Enhanced removal of dichloroacetonitrile from drinking water by the combination of solar-photocatalysis and ozonation

• Photocatalytic ozonation removes dichloroacetonitrile at the highest rate.
• The operating parameters were optimized for photocatalytic ozonation.
• Solar photocatalytic ozonation provides complete removal of dichloroacetonitrile.
• Solar photocatalytic ozonation has higher energy efficiencies than other systems.

In this study, the photocatalytic ozonation process using either UV lamps with a wavelength close to a solar wavelength (UVsolar) or natural solar light was established to study the effects of the major operating parameters on the removal of a toxic disinfection by-product (DBP), dichloroacetonitrile (DCAN), from drinking water.

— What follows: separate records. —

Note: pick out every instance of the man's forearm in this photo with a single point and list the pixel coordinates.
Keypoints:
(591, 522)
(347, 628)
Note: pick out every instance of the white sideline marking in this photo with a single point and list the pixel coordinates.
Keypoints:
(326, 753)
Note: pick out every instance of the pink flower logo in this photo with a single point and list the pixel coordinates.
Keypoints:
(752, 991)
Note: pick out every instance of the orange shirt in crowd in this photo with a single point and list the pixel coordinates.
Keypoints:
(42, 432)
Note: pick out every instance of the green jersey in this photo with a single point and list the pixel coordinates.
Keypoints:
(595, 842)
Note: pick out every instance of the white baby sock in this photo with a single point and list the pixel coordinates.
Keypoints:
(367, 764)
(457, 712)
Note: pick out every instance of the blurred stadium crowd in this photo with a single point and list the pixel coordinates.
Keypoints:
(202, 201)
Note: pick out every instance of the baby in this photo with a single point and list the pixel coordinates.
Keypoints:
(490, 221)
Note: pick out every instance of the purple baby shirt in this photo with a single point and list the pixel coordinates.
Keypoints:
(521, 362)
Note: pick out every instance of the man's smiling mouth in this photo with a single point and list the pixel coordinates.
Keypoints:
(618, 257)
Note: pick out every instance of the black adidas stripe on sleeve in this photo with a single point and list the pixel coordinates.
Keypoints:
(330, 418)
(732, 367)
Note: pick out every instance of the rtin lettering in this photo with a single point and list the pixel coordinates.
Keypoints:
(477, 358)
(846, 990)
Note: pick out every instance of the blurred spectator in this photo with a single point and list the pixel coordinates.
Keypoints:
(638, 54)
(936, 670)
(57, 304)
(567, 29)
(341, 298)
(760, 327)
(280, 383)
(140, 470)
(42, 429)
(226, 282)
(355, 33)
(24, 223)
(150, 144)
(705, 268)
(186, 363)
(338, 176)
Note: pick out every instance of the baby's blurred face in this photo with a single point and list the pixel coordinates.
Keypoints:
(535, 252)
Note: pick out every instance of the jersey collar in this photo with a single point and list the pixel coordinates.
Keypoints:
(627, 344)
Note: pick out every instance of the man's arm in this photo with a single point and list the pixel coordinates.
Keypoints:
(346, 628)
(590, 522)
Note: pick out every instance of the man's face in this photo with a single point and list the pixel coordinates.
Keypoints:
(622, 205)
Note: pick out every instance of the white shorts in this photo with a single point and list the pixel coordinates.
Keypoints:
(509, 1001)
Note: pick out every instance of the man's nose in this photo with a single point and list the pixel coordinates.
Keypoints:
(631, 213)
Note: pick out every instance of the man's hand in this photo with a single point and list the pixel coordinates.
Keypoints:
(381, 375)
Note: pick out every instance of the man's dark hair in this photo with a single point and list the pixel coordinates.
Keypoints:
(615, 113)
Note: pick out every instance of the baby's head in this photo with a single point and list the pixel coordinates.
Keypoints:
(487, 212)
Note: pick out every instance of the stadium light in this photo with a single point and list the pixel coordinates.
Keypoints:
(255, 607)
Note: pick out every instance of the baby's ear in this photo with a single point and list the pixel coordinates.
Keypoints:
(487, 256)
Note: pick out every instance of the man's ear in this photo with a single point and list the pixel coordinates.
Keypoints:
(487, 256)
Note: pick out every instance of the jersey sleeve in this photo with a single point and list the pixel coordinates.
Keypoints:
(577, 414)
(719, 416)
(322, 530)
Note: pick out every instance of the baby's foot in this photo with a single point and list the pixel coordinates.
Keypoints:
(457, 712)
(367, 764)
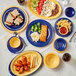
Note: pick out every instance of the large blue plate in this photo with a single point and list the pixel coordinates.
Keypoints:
(17, 50)
(9, 69)
(60, 44)
(14, 27)
(57, 31)
(50, 33)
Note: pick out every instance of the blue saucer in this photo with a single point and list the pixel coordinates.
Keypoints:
(9, 69)
(14, 27)
(60, 44)
(70, 12)
(16, 50)
(50, 33)
(57, 30)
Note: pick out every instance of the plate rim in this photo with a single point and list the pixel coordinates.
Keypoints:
(50, 39)
(60, 11)
(56, 49)
(9, 67)
(20, 30)
(58, 32)
(23, 47)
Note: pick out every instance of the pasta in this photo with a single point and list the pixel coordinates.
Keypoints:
(64, 23)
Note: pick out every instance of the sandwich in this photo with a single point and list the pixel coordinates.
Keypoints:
(18, 20)
(9, 21)
(15, 13)
(43, 34)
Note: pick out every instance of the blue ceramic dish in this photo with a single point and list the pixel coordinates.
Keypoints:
(16, 50)
(50, 33)
(14, 27)
(70, 12)
(57, 30)
(60, 44)
(9, 69)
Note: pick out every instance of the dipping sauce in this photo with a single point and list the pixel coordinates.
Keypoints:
(21, 2)
(15, 42)
(66, 57)
(63, 30)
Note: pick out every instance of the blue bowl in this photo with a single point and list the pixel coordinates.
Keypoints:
(60, 44)
(14, 27)
(9, 66)
(70, 12)
(57, 30)
(50, 33)
(15, 50)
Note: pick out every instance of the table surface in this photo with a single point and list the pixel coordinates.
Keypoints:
(64, 69)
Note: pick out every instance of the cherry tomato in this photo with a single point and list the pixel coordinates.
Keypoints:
(26, 68)
(19, 61)
(17, 68)
(21, 70)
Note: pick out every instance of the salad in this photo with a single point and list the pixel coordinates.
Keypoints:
(45, 7)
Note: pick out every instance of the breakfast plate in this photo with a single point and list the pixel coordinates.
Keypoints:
(46, 34)
(63, 27)
(12, 69)
(16, 50)
(60, 45)
(38, 8)
(51, 60)
(14, 19)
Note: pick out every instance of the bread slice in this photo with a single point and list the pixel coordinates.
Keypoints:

Based on the test results of a bench system, the UVsolar/TiO2/O3 process had the highest DCAN-removal rate among the advanced oxidation processes (AOPs). The optimal TiO2 and ozone doses were 1 g L−1 and 1.13 g L−1 h−1, respectively, while room temperature (20 °C) produced the highest rate constant in the kinetic tests. The kinetic rate constants linearly increased when the UVsolar intensity increased in the range 4.6–25 W m−2; however, it increased less at intensities higher than 25 W m−2. The test results of the outdoor system showed that the solar/TiO2/O3 process provided complete removal of DCAN that was two times faster and had about 4.6 times higher energy efficiency than with solar/TiO2. As a green oxidation technique, solar photocatalytic ozonation could be a good alternative for treating recalcitrant and toxic organic pollutants, because it has high oxidation potential and low energy consumption compared to conventional AOPs.